'I don't know if Novak Djokovic's ever played better', says expert
by SIMONE BRUGNOLI | VIEW 2222
After struggling at the start of the tournament due to the imperfect condition of his left knee, Novak Djokovic shifted into high gear to reach the final of the Australian Open. The former world number 1 left no way out for poor Alex De Minaur, Andrey Rublev and Tommy Paul, who racked up a handful of games each.
The Serbian phenomenon will face Stefanos Tsitsipas for the title on Sunday, with the underdogs all on his side. The 35-year-old from Belgrade goes hunting for his tenth seal in Melbourne Park, where he hasn't lost since 2018.

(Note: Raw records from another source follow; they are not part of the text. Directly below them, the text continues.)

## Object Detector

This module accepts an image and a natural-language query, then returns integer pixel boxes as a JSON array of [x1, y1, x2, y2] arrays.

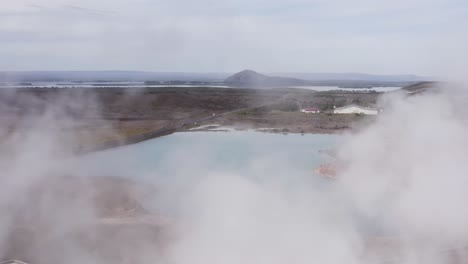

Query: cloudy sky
[[0, 0, 468, 75]]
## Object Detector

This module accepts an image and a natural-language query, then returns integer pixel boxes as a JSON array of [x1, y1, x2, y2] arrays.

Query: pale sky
[[0, 0, 468, 75]]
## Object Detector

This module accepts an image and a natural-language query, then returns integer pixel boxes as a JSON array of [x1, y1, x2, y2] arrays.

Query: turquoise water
[[80, 131, 340, 183], [75, 131, 390, 234]]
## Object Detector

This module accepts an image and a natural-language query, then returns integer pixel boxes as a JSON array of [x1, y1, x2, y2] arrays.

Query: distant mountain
[[273, 73, 433, 82], [224, 70, 419, 88], [0, 70, 431, 87], [224, 70, 307, 87]]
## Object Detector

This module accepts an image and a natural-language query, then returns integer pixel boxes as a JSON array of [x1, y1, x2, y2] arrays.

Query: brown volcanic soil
[[0, 87, 379, 149], [0, 176, 169, 264]]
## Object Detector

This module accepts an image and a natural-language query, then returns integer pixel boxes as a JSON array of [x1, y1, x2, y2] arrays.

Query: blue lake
[[80, 131, 341, 184]]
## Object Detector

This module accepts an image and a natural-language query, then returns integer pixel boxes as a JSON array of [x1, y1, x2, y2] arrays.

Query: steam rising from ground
[[0, 85, 468, 264]]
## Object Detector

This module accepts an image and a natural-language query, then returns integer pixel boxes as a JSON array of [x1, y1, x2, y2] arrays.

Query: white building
[[333, 104, 379, 115], [301, 107, 320, 114]]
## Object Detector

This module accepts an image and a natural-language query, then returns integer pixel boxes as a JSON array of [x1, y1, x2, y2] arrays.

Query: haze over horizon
[[0, 0, 468, 77]]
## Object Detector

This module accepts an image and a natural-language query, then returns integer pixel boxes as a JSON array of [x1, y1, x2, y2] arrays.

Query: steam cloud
[[0, 85, 468, 264]]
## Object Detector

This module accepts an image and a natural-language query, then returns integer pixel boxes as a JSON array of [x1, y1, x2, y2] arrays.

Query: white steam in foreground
[[0, 86, 468, 264]]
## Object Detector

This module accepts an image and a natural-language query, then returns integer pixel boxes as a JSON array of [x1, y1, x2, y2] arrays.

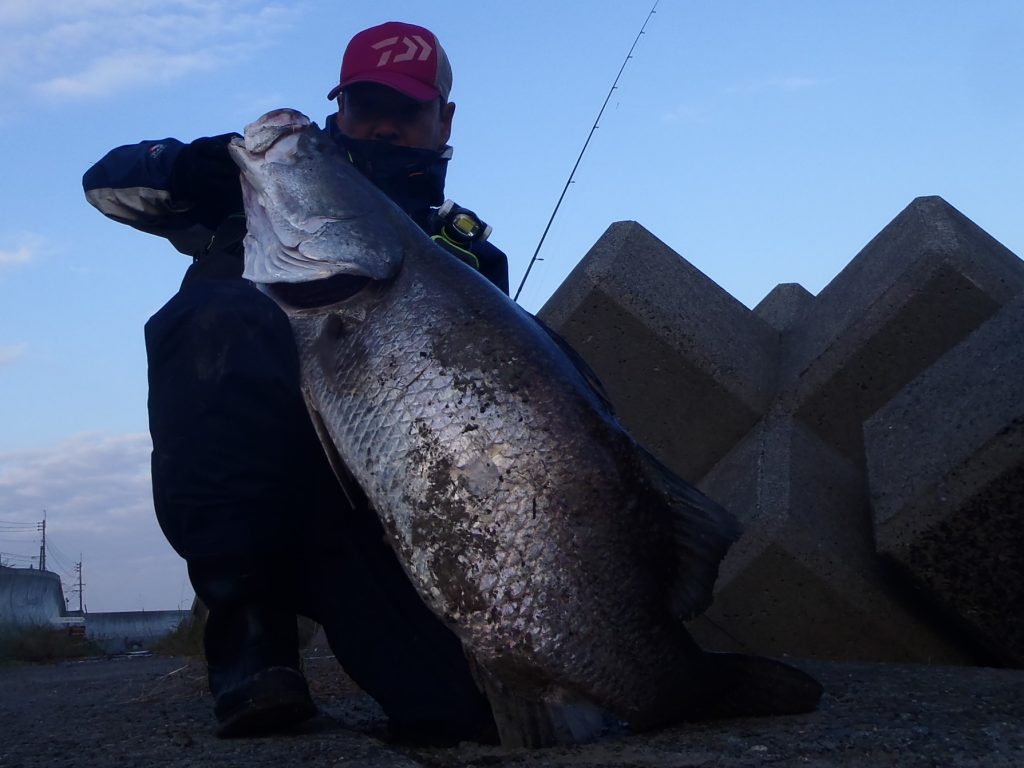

We recall that last year Nole was unable to participate in the Happy Slam due to his vaccination status, ending up at the center of a bad telenovela that led to his expulsion from the country. If he were to triumph on Sunday, the 'Djoker' would hook his eternal rival Rafael Nadal at 22 Majors.
Whoever wins between Djokovic and Tsitsipas will also become the new world number 1 by ousting Carlos Alcaraz from the throne. On the latest edition of the 'Inside-In' podcast on the Tennis Channel, well-known journalist Jon Wertheim commented on Novak's recent performances.
Jon Wertheim praises Nole Djokovic
"I've never seen anything like it. I would even go beyond tennis. Novak Djokovic's playing as well as ever and I'm basing this on the last six or seven sets he's played. I don't know if he's ever played better, some of that statistical or eye test, he's 35 years old and he does an extraordinary job keeping himself in shape," said the journalist.
"There's a lot breaking right, but just from a precise tennis standpoint, the idea he's going to be 36 years old in a few months and not only is he not declining but he beat the No. 5 in the world like he was a junior the other day.
I can't see a scenario in which Djokovic doesn't win this event," he added. Novak Djokovic recently discussed his pursuit of Rafael Nadal's record tally of Grand Slam titles and how his rivalry with the Spaniard keeps him motivated.
"It's amazing. I mean, it feels like that every match is a historic match at this moment, particularly for Rafa and myself. I think we are very privileged to be in this position, both him and I, pushing each other to the limit to see how far one or the other can go," he said.
"It does keep me going, of course. I'm trying to balance things out between the professional goals that I have and it's always highest goal for me, you know, trying to reach another title," he said.